Un renard orphelin, le 16 mai 2023, dans le Massachusetts (Etats-Unis). (AFP / LAUREN OWENS LAMBERT)

Les animaux sauvages ne tombent "jamais malades" ? C'est faux

Les animaux suscitent souvent de vifs débats sur les réseaux sociaux. Début août 2025, des internautes prétendent, sur X et Facebook, que les "animaux sauvages ne tombent jamais malades". Ils s'appuient, en guise de "source", sur une vidéo de Jean-Jacques Crèvecœur, dans laquelle le conférencier belge - dont d'autres propos trompeurs ou faux ont déjà été vérifiés par l'AFP - soutient que ces animaux seraient épargnés par la maladie parce qu'ils évoluent dans un monde non pollué et ont une meilleure gestion de leur stress que les animaux domestiques. Mais c'est faux : si le stress - d'origine naturelle ou humaine - peut favoriser l'émergence d'une maladie chez les animaux sauvages, ces derniers peuvent aussi tomber malades même sans lui, comme l'ont expliqué plusieurs experts vétérinaires à l'AFP. 

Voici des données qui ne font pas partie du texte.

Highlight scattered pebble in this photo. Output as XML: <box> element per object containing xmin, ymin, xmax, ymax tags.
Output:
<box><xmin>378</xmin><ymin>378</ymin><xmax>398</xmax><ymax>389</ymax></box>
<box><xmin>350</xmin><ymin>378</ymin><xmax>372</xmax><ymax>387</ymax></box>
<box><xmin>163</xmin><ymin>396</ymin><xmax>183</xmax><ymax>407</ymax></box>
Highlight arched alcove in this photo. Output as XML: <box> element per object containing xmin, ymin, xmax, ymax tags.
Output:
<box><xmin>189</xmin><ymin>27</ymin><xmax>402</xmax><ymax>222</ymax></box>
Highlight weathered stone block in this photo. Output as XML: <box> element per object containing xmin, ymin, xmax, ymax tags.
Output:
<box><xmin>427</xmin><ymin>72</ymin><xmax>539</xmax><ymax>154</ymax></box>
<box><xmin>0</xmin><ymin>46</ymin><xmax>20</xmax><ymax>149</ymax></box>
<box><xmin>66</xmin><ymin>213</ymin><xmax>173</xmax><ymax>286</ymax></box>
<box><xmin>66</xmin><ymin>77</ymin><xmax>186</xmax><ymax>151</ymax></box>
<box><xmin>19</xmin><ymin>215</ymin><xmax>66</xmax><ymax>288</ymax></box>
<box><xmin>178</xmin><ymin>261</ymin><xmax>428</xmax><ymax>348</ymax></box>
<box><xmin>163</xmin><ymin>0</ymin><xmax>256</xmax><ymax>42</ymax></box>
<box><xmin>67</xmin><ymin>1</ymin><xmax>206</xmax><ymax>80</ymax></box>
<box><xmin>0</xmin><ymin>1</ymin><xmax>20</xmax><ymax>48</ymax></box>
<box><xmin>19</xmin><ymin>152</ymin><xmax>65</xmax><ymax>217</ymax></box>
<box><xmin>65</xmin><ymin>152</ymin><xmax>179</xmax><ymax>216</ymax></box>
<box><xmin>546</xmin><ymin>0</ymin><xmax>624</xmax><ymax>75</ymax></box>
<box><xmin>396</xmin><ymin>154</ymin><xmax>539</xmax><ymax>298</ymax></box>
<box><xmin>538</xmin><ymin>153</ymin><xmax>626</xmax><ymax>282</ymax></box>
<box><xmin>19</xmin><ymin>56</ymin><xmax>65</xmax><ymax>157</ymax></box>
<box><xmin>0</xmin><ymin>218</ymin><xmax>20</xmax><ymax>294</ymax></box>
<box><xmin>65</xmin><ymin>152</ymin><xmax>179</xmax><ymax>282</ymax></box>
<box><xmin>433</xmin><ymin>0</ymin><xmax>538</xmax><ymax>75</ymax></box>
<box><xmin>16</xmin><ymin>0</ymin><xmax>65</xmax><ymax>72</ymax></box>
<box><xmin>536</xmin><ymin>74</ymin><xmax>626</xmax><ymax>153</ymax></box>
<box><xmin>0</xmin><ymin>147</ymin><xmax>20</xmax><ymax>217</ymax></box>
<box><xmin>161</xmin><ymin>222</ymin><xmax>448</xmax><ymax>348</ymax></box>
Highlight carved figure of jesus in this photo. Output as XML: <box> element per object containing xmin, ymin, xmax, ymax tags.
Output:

"Les animaux sauvages ne tombent jamais malades", soutiennent des internautes relayant une même vidéo virale sur X et sur Facebook début août 2025. 

Dans cette séquence d'un peu plus d'une minute, le conférencier belge Jean-Jacques Crèvecœur - dont des propos faux ou trompeurs ont déjà été vérifiés à plusieurs reprises par l'AFP ces dernières années - prétend expliciter cette affirmation surprenante.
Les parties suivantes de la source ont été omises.